Dreaming of my Deceased Wife on the Night of the 20th Day
of the First Month by Su Shi

Ten boundless years now separate the living and the dead,
I have not often thought of her, but neither can I forget.

Her lonely grave is a thousand li distant,
I can't say where my wife lies cold.

We could not recognize each other even if we met again,
My face is all but covered with dust, my temples glazed with frost.

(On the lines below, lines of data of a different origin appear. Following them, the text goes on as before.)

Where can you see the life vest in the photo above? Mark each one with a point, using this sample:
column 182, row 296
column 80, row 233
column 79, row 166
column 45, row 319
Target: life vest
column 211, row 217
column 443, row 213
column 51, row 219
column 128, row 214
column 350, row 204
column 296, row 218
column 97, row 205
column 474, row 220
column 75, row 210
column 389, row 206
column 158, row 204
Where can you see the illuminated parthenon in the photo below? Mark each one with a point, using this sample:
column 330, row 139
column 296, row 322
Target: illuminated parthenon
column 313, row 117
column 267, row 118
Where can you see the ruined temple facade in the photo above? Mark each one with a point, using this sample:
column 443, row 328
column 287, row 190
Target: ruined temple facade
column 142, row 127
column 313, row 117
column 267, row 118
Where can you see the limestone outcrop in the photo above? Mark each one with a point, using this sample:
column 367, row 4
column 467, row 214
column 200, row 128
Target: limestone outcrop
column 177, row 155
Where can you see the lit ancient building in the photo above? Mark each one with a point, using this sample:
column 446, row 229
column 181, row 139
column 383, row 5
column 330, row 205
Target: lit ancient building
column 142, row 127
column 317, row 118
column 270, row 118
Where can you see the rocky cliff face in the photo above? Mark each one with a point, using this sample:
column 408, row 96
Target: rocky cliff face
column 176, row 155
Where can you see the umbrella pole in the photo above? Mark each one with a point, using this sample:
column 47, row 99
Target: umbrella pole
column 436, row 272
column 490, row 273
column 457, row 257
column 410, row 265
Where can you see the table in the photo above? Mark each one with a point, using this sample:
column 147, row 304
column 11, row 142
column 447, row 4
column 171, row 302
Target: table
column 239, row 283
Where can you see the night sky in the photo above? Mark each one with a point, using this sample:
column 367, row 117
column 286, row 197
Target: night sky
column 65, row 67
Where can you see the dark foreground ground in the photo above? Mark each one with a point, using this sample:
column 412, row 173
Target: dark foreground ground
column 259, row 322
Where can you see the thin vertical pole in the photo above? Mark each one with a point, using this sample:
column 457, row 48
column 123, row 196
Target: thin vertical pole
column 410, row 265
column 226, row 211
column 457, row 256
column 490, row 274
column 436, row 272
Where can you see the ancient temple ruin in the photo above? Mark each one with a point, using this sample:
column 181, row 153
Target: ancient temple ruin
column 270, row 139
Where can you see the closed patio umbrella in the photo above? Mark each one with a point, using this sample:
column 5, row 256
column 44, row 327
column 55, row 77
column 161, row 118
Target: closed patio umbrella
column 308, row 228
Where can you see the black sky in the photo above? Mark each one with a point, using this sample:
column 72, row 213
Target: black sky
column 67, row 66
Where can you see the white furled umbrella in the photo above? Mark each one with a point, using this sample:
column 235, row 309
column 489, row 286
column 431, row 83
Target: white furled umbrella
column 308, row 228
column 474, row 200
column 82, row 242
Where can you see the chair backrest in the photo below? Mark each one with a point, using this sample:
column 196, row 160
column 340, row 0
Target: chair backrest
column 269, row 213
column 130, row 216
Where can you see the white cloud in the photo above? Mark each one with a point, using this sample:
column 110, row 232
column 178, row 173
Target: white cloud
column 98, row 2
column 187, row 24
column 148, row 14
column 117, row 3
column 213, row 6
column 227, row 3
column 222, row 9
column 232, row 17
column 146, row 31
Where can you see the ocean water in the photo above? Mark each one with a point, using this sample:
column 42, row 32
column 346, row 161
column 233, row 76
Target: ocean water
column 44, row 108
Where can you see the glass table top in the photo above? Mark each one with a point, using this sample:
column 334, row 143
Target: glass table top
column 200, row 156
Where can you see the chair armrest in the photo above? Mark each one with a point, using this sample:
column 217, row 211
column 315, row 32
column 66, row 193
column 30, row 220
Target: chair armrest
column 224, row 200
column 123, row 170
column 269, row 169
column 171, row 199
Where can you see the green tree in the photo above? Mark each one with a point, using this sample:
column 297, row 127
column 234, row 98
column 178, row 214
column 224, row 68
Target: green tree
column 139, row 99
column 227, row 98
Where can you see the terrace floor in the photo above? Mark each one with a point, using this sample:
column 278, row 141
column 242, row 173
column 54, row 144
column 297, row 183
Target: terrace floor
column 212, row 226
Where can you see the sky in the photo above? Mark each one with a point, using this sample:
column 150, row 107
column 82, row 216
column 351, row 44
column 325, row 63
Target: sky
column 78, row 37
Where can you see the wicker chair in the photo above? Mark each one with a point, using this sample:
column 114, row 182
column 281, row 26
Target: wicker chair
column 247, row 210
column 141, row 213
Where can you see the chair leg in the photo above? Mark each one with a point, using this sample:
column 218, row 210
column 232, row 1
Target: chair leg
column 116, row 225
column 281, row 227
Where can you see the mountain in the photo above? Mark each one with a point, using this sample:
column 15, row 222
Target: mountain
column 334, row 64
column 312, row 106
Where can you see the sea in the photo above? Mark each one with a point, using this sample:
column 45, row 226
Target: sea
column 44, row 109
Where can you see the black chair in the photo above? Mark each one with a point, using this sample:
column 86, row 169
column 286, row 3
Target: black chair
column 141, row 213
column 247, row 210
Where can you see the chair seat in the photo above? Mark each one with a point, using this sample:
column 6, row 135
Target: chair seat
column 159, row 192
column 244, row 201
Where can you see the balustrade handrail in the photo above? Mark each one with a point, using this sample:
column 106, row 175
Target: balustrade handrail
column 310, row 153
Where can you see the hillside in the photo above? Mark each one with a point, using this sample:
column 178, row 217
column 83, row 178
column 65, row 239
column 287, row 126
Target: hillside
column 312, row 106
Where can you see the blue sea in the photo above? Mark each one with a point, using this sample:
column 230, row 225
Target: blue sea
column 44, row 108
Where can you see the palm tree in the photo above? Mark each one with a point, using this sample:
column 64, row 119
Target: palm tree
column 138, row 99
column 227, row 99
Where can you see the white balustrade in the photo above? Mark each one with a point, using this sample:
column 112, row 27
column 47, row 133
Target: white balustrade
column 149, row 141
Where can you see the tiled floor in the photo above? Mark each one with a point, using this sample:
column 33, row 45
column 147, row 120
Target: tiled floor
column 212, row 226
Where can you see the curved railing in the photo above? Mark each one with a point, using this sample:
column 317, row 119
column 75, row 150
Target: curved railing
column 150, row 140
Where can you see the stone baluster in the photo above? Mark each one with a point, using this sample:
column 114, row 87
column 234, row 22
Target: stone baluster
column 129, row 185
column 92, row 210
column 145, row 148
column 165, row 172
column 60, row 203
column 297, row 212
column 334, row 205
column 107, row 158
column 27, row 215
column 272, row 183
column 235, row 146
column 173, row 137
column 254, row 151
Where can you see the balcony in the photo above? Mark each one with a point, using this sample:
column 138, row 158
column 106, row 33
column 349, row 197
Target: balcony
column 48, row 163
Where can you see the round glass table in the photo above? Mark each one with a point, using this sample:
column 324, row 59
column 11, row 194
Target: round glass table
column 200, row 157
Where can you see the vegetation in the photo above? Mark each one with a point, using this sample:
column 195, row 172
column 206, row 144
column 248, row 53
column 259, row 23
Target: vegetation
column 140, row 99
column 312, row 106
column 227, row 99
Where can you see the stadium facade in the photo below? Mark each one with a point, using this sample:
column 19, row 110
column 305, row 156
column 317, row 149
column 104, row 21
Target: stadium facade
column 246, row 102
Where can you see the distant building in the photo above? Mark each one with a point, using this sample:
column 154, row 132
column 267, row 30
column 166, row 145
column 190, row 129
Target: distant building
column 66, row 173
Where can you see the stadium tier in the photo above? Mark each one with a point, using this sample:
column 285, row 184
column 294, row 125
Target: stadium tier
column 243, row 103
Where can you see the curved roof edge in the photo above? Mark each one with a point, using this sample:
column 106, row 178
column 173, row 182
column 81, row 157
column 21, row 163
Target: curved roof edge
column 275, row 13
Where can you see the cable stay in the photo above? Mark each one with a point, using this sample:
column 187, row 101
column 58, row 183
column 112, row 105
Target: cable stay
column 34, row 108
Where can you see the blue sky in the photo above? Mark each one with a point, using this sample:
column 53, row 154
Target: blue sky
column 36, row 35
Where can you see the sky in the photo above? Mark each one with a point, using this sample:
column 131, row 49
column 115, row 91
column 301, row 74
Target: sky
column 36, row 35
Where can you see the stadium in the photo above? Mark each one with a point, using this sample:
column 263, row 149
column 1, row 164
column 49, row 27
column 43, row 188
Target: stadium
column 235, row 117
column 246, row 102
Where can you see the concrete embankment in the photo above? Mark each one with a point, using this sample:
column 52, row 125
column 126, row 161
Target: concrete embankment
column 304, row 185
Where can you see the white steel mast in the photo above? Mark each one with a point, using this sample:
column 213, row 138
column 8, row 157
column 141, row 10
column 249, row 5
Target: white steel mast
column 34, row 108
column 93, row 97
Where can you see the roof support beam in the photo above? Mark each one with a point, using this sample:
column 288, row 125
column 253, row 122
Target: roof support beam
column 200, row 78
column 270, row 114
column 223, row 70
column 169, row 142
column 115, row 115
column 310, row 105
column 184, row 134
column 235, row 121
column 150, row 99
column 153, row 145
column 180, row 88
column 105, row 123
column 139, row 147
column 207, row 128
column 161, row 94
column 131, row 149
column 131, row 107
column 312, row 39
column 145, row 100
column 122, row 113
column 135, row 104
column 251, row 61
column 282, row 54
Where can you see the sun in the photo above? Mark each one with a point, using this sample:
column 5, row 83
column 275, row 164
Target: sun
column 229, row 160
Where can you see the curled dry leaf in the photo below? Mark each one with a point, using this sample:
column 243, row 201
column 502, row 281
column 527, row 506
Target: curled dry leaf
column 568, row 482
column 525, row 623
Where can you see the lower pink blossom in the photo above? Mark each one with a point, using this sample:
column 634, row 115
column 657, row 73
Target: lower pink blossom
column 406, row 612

In deepest night, a sudden dream returns me to my homeland,
She sits before a little window, and sorts her dress and make-up.

We look at each other without a word,
a thousand tears now flow.

I must accept that every year I'll think of that heart breaking place,

Where the moon shines brightly in the night, and bare pines guard the tomb.

From Wikipedia: Su Shi (January 8, 1037 – August 24, 1101), also known as Su Tungpo, was a Chinese writer, poet, painter, calligrapher, pharmacologist,gastronome, and a statesman of the Song dynasty. A major personality of the Song era, Su was an important figure in Song Dynasty politics, aligning himself with Sima Guang and others, against the New Policy party led by Wang Anshi. Su Shi was famed as an essayist, and his prose writings lucidly contribute to the understanding of topics such as 11th-century Chinese travel literature or detailed information on the contemporary Chinese iron industry. His poetry has a long history of popularity and influence in China, Japan, and other areas in the near vicinity and is well known in the English-speaking parts of the world through the translations by Arthur Waley, among others. In terms of the arts, Su Shi has some claim to being "the pre-eminent personality of the eleventh century."[1] Dongpo pork, a prominent dish in Hangzhou cuisine, is named in his honor.